Errors and successes

“I suggested increasing the yield per hectare to my father Joseph, and in 1979 we reached shameful values. I realised that we were going down the wrong road and that my father was right: little and better.” Today he picks 250-500g of grapes per plant, which don’t even make one bottle. Also from the book of errors, “I decided to introduce steel vats and cold technology. He quickly regretted it: I sold the steel vats while I was still paying off the loan I took out to buy them.” Without forgetting the famous episode of his first experiment in a terracotta amphora, when Joško found the container empty because he hadn’t thought of lining the inside with beeswax, like he does today.

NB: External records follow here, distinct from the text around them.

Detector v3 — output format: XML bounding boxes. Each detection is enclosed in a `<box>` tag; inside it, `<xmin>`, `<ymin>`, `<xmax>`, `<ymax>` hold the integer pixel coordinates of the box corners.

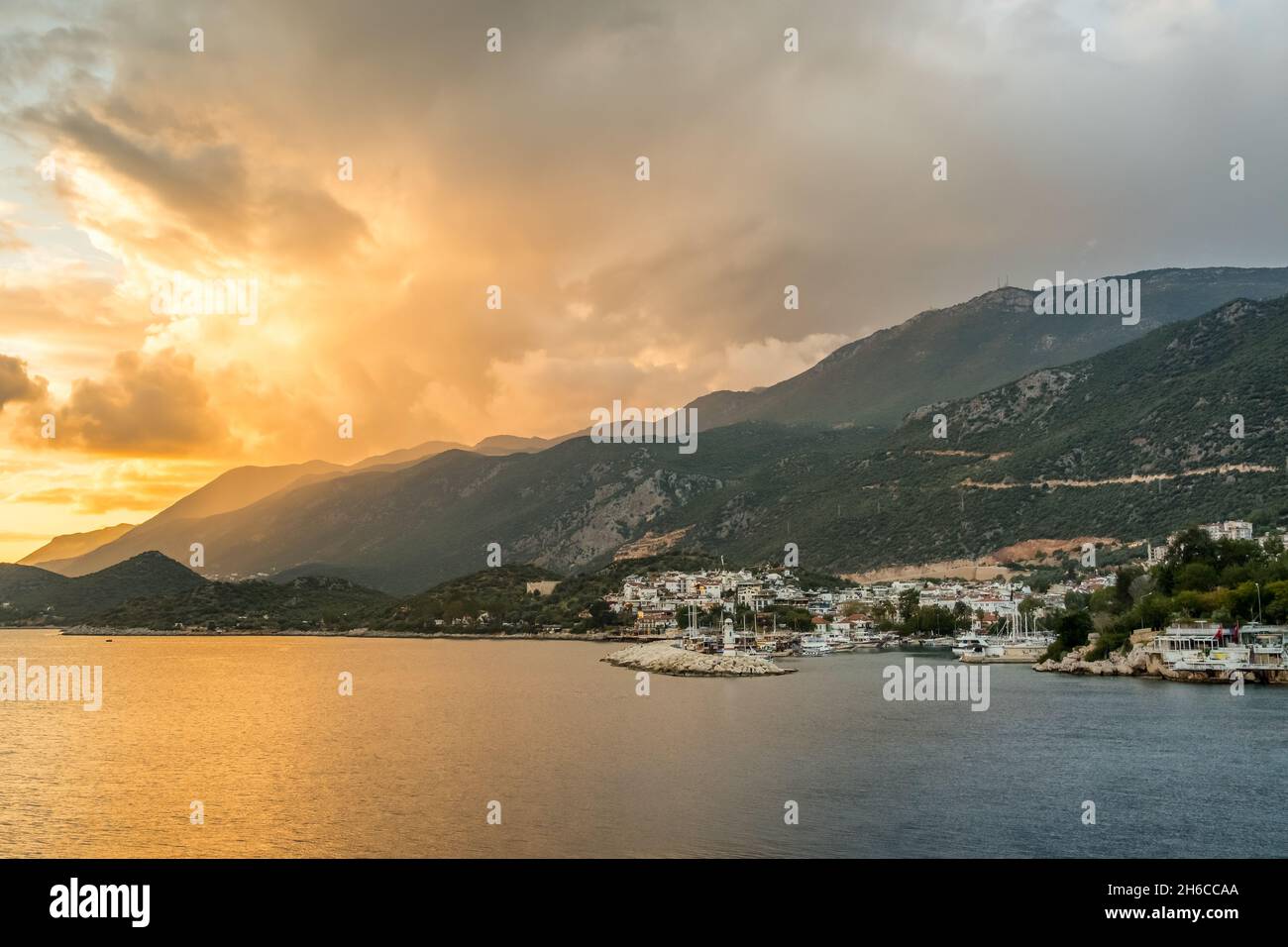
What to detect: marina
<box><xmin>1145</xmin><ymin>622</ymin><xmax>1288</xmax><ymax>684</ymax></box>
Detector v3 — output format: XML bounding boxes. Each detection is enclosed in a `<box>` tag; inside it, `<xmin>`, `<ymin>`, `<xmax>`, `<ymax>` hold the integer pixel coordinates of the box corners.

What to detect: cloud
<box><xmin>56</xmin><ymin>351</ymin><xmax>227</xmax><ymax>455</ymax></box>
<box><xmin>0</xmin><ymin>355</ymin><xmax>48</xmax><ymax>411</ymax></box>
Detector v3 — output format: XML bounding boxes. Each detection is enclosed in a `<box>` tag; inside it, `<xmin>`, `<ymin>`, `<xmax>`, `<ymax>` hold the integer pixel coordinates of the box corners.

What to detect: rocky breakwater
<box><xmin>1033</xmin><ymin>644</ymin><xmax>1147</xmax><ymax>678</ymax></box>
<box><xmin>600</xmin><ymin>642</ymin><xmax>796</xmax><ymax>678</ymax></box>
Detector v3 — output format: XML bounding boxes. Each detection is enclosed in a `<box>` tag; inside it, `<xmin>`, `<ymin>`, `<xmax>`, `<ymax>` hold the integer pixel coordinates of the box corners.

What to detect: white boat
<box><xmin>953</xmin><ymin>631</ymin><xmax>992</xmax><ymax>656</ymax></box>
<box><xmin>823</xmin><ymin>631</ymin><xmax>855</xmax><ymax>652</ymax></box>
<box><xmin>953</xmin><ymin>614</ymin><xmax>1055</xmax><ymax>664</ymax></box>
<box><xmin>802</xmin><ymin>635</ymin><xmax>832</xmax><ymax>657</ymax></box>
<box><xmin>1145</xmin><ymin>622</ymin><xmax>1288</xmax><ymax>682</ymax></box>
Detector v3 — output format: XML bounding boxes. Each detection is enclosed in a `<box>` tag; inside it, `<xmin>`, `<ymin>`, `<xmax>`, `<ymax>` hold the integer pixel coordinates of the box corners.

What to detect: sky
<box><xmin>0</xmin><ymin>0</ymin><xmax>1288</xmax><ymax>561</ymax></box>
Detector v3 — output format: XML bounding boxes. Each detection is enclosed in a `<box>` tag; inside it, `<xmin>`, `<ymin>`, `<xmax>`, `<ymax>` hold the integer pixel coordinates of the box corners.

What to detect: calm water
<box><xmin>0</xmin><ymin>630</ymin><xmax>1288</xmax><ymax>857</ymax></box>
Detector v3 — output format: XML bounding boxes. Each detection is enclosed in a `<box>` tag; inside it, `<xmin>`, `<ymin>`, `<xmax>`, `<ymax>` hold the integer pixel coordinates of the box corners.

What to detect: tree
<box><xmin>899</xmin><ymin>588</ymin><xmax>921</xmax><ymax>622</ymax></box>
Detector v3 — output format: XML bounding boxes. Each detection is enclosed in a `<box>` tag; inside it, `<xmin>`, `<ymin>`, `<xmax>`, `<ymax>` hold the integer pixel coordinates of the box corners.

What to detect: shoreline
<box><xmin>599</xmin><ymin>640</ymin><xmax>798</xmax><ymax>678</ymax></box>
<box><xmin>49</xmin><ymin>625</ymin><xmax>625</xmax><ymax>643</ymax></box>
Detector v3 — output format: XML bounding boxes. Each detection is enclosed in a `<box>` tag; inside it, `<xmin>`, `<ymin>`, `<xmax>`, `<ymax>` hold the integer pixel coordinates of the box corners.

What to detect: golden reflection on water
<box><xmin>0</xmin><ymin>630</ymin><xmax>654</xmax><ymax>857</ymax></box>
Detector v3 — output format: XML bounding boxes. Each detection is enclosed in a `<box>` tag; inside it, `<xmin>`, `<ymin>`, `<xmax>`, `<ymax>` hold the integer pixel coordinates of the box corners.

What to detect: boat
<box><xmin>800</xmin><ymin>635</ymin><xmax>836</xmax><ymax>657</ymax></box>
<box><xmin>953</xmin><ymin>631</ymin><xmax>991</xmax><ymax>656</ymax></box>
<box><xmin>823</xmin><ymin>631</ymin><xmax>862</xmax><ymax>652</ymax></box>
<box><xmin>953</xmin><ymin>614</ymin><xmax>1055</xmax><ymax>665</ymax></box>
<box><xmin>1145</xmin><ymin>621</ymin><xmax>1288</xmax><ymax>683</ymax></box>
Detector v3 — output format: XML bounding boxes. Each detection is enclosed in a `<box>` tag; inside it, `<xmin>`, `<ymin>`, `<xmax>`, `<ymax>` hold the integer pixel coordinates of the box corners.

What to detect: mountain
<box><xmin>347</xmin><ymin>441</ymin><xmax>471</xmax><ymax>471</ymax></box>
<box><xmin>86</xmin><ymin>576</ymin><xmax>393</xmax><ymax>630</ymax></box>
<box><xmin>34</xmin><ymin>436</ymin><xmax>569</xmax><ymax>576</ymax></box>
<box><xmin>75</xmin><ymin>292</ymin><xmax>1288</xmax><ymax>594</ymax></box>
<box><xmin>18</xmin><ymin>523</ymin><xmax>134</xmax><ymax>566</ymax></box>
<box><xmin>0</xmin><ymin>553</ymin><xmax>206</xmax><ymax>625</ymax></box>
<box><xmin>38</xmin><ymin>269</ymin><xmax>1288</xmax><ymax>594</ymax></box>
<box><xmin>691</xmin><ymin>266</ymin><xmax>1288</xmax><ymax>430</ymax></box>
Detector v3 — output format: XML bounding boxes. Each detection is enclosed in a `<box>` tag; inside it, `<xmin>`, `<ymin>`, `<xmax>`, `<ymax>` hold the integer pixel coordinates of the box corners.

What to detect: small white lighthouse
<box><xmin>724</xmin><ymin>618</ymin><xmax>738</xmax><ymax>655</ymax></box>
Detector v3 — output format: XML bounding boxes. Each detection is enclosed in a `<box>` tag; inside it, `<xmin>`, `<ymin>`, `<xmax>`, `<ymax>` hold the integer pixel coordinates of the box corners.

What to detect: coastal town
<box><xmin>592</xmin><ymin>520</ymin><xmax>1288</xmax><ymax>683</ymax></box>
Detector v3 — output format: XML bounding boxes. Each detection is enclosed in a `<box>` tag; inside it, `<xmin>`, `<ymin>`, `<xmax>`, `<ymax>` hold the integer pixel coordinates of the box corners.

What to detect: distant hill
<box><xmin>18</xmin><ymin>523</ymin><xmax>134</xmax><ymax>566</ymax></box>
<box><xmin>87</xmin><ymin>576</ymin><xmax>391</xmax><ymax>630</ymax></box>
<box><xmin>0</xmin><ymin>553</ymin><xmax>206</xmax><ymax>625</ymax></box>
<box><xmin>44</xmin><ymin>460</ymin><xmax>344</xmax><ymax>576</ymax></box>
<box><xmin>39</xmin><ymin>434</ymin><xmax>563</xmax><ymax>581</ymax></box>
<box><xmin>35</xmin><ymin>269</ymin><xmax>1288</xmax><ymax>595</ymax></box>
<box><xmin>692</xmin><ymin>266</ymin><xmax>1288</xmax><ymax>430</ymax></box>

The latest vintage of Breg

Meanwhile, we sip an intensely-golden wine which ripples in a crystal glass made for Joško by the master glassmaker Massimo Lunardon. It is the Breg 2009, Chardonnay, Sauvignon, Pinot Grigio and Riesling Italico. It is a symbol of the winery, complex and intense, to be enjoyed before it all goes. In fact, Joško has uprooted all the international varieties and will devote himself exclusively to Ribolla Gialla (for whites) and Pignolo (for reds). Then we drank the Breg up to the 2012 vintage, which will be sold in 2020. “So I can achieve my dream of producing only Ribolla, which I have grown since I met Veronelli in 1982.”

Ribolla Gialla, a symphony of aromas and flavours

As unbiased drinkers, we can bear witness to the fact that, apart from ideologies against international varieties, Ribolla Gialla has a certain elegance, an austere and intriguing expressiveness and alternation of themes that the most intense and symphonic Breg doesn’t have. It’s a bit like comparing Beethoven’s Third Symphony with Bach’s Goldberg Variations. There is a right moment for both of them.